The authorization problem that could break enterprise AI



When an AI agent needs to log into your CRM, pull records from your database, and send an email on your behalf, whose identity is it using? And what happens when no one knows the answer? Alex Stamos, Chief Product Officer at Corridor, and Nancy Wang, Chief Technology Officer at 1Password, joined the VB AI Impact Salon series to dive deeper into the new identity framework challenges that come with the benefits of agent AI.

"At a high level, it’s not just about who this agent belongs to or what organization it belongs to, but what is the authority under which this agent is acting, which then translates into authorization and access." Wang said.

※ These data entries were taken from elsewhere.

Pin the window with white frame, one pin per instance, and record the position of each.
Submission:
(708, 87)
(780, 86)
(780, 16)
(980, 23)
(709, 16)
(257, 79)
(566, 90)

How 1Password ended up at the center of the agent identity problem

Wang traced 1Password’s path into this territory through his own product story. The company started as a consumer password manager and its enterprise presence grew organically as employees brought tools they already trusted into their workplaces.

"Once those people got used to the interface and really enjoyed the security and privacy standards we offer as a guarantee for our customers, they brought it into the company." she said. The same dynamic is happening now with AI, he added. "Agents also have secrets or passwords, just like humans."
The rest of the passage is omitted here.